Œuvres célèbres à juste titre. En effet, il est vrai que les Danses sont un sommet de l'art musical russe, un vrai trait de génie. Les steppes sont un autre trait de génie: l'auteur a réussi à y créer une atmosphère complètement envoûtante, simplement en exposant séparément, puis en superposant, deux petits thèmes. Ce procédé est l’un des b.a.-ba de la composition « classique ». Mais justement sa réussite demande de l’inspiration !

 

Deux morceaux !

Serait-ce à dire que tout le reste de sa production ne vaut rien ?

 

Voilà un musicien considéré comme relativement secondaire par les historiens de la musique.

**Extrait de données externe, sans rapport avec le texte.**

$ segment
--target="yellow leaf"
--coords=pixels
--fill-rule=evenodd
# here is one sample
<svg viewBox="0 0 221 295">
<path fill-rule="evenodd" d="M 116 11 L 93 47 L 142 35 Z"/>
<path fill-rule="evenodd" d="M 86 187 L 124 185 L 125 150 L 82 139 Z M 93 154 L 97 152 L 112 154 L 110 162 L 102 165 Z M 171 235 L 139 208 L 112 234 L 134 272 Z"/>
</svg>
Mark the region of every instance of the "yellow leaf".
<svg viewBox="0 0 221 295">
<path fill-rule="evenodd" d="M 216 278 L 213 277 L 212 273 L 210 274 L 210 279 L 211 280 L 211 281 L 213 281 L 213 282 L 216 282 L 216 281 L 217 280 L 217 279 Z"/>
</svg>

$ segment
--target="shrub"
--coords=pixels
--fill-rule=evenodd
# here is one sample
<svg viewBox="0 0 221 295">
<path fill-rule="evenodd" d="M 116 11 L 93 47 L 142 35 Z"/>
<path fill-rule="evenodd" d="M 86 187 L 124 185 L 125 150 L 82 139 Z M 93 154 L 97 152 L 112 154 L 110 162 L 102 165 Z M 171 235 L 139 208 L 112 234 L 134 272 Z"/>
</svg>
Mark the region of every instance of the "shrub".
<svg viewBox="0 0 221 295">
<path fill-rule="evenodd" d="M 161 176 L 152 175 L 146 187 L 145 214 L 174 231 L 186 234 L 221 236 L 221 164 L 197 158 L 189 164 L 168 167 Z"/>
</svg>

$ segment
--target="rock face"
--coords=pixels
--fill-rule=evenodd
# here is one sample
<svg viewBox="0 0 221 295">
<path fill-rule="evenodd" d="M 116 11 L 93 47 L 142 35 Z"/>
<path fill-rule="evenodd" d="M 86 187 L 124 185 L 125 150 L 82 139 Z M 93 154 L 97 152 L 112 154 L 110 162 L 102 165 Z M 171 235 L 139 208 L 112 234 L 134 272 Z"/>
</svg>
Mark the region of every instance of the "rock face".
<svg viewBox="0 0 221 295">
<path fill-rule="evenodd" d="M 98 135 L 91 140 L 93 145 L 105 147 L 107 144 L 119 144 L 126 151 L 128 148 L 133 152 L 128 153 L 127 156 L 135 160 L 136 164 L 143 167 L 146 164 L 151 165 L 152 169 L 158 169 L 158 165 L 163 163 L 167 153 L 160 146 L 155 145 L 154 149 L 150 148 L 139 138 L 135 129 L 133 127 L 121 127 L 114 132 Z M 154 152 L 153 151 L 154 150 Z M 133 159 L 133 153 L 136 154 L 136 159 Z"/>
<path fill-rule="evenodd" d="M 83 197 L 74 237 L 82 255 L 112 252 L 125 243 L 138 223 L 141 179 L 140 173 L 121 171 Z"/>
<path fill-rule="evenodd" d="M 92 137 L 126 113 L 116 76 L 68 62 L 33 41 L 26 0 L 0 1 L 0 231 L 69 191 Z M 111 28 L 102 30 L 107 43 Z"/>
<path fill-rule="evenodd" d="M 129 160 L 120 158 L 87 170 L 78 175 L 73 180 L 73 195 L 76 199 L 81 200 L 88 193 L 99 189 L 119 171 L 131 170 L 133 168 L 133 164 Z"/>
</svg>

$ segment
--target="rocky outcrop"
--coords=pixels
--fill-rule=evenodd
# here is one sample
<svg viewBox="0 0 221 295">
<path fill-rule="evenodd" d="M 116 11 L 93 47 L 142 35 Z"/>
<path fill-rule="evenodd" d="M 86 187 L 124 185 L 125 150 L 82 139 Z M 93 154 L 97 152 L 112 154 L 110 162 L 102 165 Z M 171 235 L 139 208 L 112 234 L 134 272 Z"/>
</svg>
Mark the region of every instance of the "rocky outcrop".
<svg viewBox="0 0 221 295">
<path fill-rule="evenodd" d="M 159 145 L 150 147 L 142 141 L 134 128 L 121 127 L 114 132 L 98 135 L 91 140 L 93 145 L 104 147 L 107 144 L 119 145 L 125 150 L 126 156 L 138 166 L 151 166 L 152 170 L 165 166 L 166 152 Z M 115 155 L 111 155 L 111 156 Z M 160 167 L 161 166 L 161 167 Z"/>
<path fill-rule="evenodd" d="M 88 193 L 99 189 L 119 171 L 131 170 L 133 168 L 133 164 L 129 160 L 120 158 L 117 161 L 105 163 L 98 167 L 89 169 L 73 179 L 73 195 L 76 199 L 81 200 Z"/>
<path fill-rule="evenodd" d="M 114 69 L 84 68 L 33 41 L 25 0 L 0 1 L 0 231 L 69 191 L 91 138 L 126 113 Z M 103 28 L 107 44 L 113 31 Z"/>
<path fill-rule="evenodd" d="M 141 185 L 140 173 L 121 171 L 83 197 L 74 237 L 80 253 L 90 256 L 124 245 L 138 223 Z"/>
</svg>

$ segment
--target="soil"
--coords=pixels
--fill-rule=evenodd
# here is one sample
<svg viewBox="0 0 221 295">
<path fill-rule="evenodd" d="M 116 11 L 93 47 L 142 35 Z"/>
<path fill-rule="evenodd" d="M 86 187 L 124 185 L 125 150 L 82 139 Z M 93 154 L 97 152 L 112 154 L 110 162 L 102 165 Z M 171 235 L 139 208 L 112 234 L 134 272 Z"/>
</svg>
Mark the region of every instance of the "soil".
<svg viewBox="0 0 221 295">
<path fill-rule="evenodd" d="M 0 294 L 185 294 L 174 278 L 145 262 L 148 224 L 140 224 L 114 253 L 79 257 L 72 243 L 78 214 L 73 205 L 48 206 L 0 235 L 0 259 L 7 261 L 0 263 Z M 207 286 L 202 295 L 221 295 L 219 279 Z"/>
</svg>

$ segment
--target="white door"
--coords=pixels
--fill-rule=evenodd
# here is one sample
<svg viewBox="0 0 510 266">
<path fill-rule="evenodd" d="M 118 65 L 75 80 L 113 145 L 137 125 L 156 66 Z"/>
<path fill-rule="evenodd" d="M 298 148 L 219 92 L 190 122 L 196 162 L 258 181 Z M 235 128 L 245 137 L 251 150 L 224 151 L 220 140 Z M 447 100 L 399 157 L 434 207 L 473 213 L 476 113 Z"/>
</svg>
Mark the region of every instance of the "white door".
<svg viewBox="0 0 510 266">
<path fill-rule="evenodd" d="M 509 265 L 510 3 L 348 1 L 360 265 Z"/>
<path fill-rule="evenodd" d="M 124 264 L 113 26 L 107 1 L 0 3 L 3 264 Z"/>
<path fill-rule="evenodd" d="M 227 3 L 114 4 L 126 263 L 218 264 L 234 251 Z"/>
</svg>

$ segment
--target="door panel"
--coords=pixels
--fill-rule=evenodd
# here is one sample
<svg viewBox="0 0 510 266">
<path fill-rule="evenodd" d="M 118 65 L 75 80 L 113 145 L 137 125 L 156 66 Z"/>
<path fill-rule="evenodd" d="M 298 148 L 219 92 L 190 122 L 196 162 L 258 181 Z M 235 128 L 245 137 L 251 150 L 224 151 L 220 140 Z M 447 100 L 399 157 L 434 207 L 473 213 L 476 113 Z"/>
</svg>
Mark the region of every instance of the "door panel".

Ceux-ci lui préfèrent Moussorgski surtout, et aussi Rimski-Korsakov, qui leur fournissent plus de matière de nature historique (originalité formelle, apports « novateurs »). Il a été en général coincé dans les histoires de la musique entre César Cui et Modeste Moussorgski, pour n’en jamais sortir. Mieux traité certes que le premier – pour lequel j’ai plus de souvenirs de plaisanteries sur son nom [1] que de musique entendue – mais nettement moins bien que le deuxième.

Comment diable peut-on porter ce genre de jugement?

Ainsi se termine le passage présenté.